Open-source and auditable, with code published on GitHub
AI transcription with speaker identification
Standout feature
Cross-platform desktop app for macOS, Windows, and Linux
Subtitle and caption generation with visual editing
Team usage
Local transcription via bundled Whisper and NVIDIA Parakeet models
Translation across many languages
Integrations
Bring-your-own-key cloud model option for flexibility
Integrations with Final Cut Pro, Premiere Pro, DaVinci Resolve, and Avid
Languages & capture
AI Notepad that turns rough meeting notes plus transcript into structured minutes
Support for professional audio and video formats
Best-fit workflow
Full-text search and AI Chat across captured meetings
AI transcription with speaker identification
Best for
OpenWhispr
Choose OpenWhispr if you need privately transcribing computer-audio meetings without a bot joining the call — strengths include fully open source, so users can inspect and self-host the code.
Simon Says
Choose Simon Says if you need transcribing and captioning footage for video editing projects — strengths include integrates directly with professional video editing software.
Pros & cons
OpenWhispr
+ Fully open source, so users can inspect and self-host the code
+ Local model support enables private, offline transcription
- Primarily a dictation tool, so meeting features are secondary rather than the main focus
Simon Says
+ Integrates directly with professional video editing software
+ Strong multilingual transcription and translation coverage
- Built for video production rather than meeting note-taking
FAQ
Is OpenWhispr or Simon Says better for AI meeting notes?

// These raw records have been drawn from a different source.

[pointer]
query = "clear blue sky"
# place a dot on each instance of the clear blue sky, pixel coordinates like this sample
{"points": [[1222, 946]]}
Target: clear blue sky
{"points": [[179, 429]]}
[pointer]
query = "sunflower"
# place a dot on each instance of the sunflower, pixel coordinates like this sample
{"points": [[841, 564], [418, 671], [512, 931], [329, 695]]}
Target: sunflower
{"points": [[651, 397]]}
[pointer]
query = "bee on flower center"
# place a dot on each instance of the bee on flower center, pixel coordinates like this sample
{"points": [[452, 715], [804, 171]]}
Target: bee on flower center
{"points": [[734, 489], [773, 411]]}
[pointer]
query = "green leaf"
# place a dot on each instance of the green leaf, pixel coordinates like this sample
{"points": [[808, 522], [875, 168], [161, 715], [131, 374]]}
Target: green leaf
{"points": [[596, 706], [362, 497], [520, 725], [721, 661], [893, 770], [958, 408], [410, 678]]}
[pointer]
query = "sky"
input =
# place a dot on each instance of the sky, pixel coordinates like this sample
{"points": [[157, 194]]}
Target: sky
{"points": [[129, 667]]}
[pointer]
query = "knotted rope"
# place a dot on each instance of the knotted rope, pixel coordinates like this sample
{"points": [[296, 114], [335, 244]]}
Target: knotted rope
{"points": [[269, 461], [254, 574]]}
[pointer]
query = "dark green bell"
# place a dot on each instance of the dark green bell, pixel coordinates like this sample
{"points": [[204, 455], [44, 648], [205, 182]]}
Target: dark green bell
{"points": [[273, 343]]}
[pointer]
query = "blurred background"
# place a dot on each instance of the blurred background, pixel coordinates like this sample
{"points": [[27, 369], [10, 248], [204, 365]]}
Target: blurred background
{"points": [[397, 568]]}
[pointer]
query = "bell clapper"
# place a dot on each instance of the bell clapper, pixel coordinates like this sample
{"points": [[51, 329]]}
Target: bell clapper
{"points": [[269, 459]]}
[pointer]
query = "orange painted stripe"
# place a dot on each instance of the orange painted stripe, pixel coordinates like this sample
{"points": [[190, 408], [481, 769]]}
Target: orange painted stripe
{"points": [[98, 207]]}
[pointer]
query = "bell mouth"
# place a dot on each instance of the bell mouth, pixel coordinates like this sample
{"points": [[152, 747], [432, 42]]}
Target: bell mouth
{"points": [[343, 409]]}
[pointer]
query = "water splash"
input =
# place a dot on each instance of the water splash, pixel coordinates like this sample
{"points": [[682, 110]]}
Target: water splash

It depends on your workflow. OpenWhispr is strong for privately transcribing computer-audio meetings without a bot joining the call, while Simon Says is strong for transcribing and captioning footage for video editing projects. Both transcribe and summarize meetings.
How do OpenWhispr and Simon Says compare on price?
OpenWhispr is a free tier with paid upgrades and Simon Says is a free tier with paid upgrades. Check each vendor's pricing page for the latest plans and free-tier limits.
Can I use both OpenWhispr and Simon Says?
Yes. Many teams run more than one meeting assistant when the workflows are complementary and the budget is justified.